[KEADILAN] target: Minimum RM4,000 household income
Parti Keadilan Rakyat (PKR) is targeting a minimum household income of RM4,000 a month within five years of a Pakatan Rakyat federal administration, its de facto leader Anwar Ibrahim said.
“This policy proposal will be raised at the Pakatan Rakyat leadership council for further deliberation,” he told a press conference at the party headquarters in Petaling Jaya today.
At present, 2.4 million families, or 40 percent of the households, earn less than RM2,300 a month. These people, Anwar said, formed the poorest section of society, of whom 75 percent are Malay or bumiputera families.
The figure of RM4,000 a family a month was worked out to provide minimum comfort for a household and was agreed to based on a survey conducted on rents and the cost of living in a city.
Anwar (right) said policies to meet this target, which include greater access to credit, would be paid for through savings made when government leakages were plugged, corruption eradicated and efficiency increased.
Such improvements in governance would also translate into higher foreign direct investments (FDIs), which would be the backbone of the economy, he said of the proposal to be mooted at the Pakatan meeting in two weeks.
“I don’t want to downplay the importance of FDIs, for Malaysia’s strength depends on FDIs.

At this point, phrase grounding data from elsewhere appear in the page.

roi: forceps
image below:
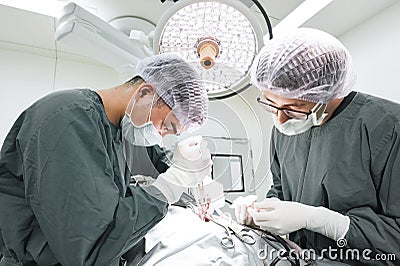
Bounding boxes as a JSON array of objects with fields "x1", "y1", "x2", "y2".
[
  {"x1": 227, "y1": 221, "x2": 256, "y2": 246},
  {"x1": 206, "y1": 213, "x2": 256, "y2": 249}
]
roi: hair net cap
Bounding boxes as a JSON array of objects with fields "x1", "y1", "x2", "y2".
[
  {"x1": 251, "y1": 28, "x2": 356, "y2": 103},
  {"x1": 136, "y1": 53, "x2": 208, "y2": 132}
]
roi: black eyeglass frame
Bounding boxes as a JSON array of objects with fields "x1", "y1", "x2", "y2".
[{"x1": 256, "y1": 96, "x2": 313, "y2": 120}]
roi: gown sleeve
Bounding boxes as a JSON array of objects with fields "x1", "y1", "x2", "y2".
[
  {"x1": 23, "y1": 104, "x2": 168, "y2": 265},
  {"x1": 146, "y1": 145, "x2": 172, "y2": 175},
  {"x1": 266, "y1": 129, "x2": 284, "y2": 200},
  {"x1": 345, "y1": 122, "x2": 400, "y2": 263}
]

But what we are saying is that (if governance is improved), there will be no reason for investors to leave Malaysia,” he said.
8.9 percent still lower than neighbours
The Permatang Pauh MP also noted that the 8.9 percent growth in the last quarter came on the back of a financial crisis that saw the economy shrink by 1.7 percent last year.

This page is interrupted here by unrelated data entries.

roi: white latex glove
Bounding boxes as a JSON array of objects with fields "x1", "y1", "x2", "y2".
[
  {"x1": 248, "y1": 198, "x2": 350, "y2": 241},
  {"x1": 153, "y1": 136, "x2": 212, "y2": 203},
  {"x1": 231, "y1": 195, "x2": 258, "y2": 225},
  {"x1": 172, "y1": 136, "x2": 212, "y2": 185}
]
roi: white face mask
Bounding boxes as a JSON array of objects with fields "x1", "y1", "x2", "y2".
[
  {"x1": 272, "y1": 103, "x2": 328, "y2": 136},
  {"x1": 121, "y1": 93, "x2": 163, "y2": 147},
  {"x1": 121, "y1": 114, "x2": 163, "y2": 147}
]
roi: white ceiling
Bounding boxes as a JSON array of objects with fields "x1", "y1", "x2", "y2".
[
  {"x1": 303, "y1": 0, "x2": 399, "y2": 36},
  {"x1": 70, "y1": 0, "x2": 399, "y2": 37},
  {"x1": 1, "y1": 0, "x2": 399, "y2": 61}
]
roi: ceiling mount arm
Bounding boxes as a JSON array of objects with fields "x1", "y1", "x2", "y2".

“Between the idea of dramatic increases in private investment and the reality that prevails at present falls a shadow,” he said.

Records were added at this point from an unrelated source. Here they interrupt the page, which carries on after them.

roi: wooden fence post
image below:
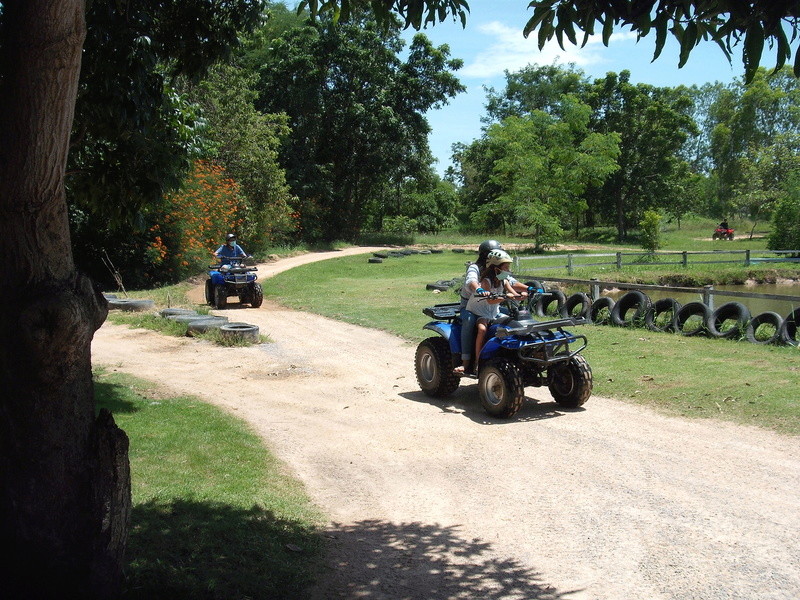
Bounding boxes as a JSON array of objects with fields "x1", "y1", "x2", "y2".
[
  {"x1": 703, "y1": 285, "x2": 714, "y2": 310},
  {"x1": 590, "y1": 278, "x2": 600, "y2": 300},
  {"x1": 567, "y1": 254, "x2": 573, "y2": 275},
  {"x1": 616, "y1": 252, "x2": 622, "y2": 269},
  {"x1": 745, "y1": 249, "x2": 751, "y2": 266},
  {"x1": 682, "y1": 251, "x2": 688, "y2": 267}
]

Regional players like Singapore, which expect growth for this year to be seven to eight percent more than Malaysia’s target would also outshine the 8.9 percent growth.
“On the other hand, Indonesia is anticipated to register a growth of above six percent for 2010, continuing a 4.6 per cent growth in 2009 when Malaysia was in a recession,” he said.
Malaysia’s wage increase was also lagging far behind Indonesia’s, where the average salary had risen by 10 percent between 2007 and 2009.
In contrast, the average salary in Malaysia increased by only 2.6 percent over the last decade, with 34 percent of the workforce earning less than RM700 per month, Anwar said.
“It has become modus operandi for the federal government to throw a lot of big numbers and hide behind assumptions and premises that are eventually proven wrong.”
Anwar said the PKR policy proposal was likely to benefit the Malays and bumiputera, who made up the poorest section of society, without discriminating against the needy from other races.
“The debate is real income, not a 30 percent equity target squandered by a few. If the policy creates 10 billionaires but you only earn RM800 a month, would you still be proud?” he asked.
Welcome for use of the dinar
On a separate issue, Anwar said that the Pakatan Rakyat leadership is expected to review the proposal to introduce dinar and dirham coins in Kelantan.
“The initial proposal has strong foundation in terms of economic argument because it is based on tangible assets and the true strength of the economy.
“We need to discuss it, but I welcome the initiative,” he said.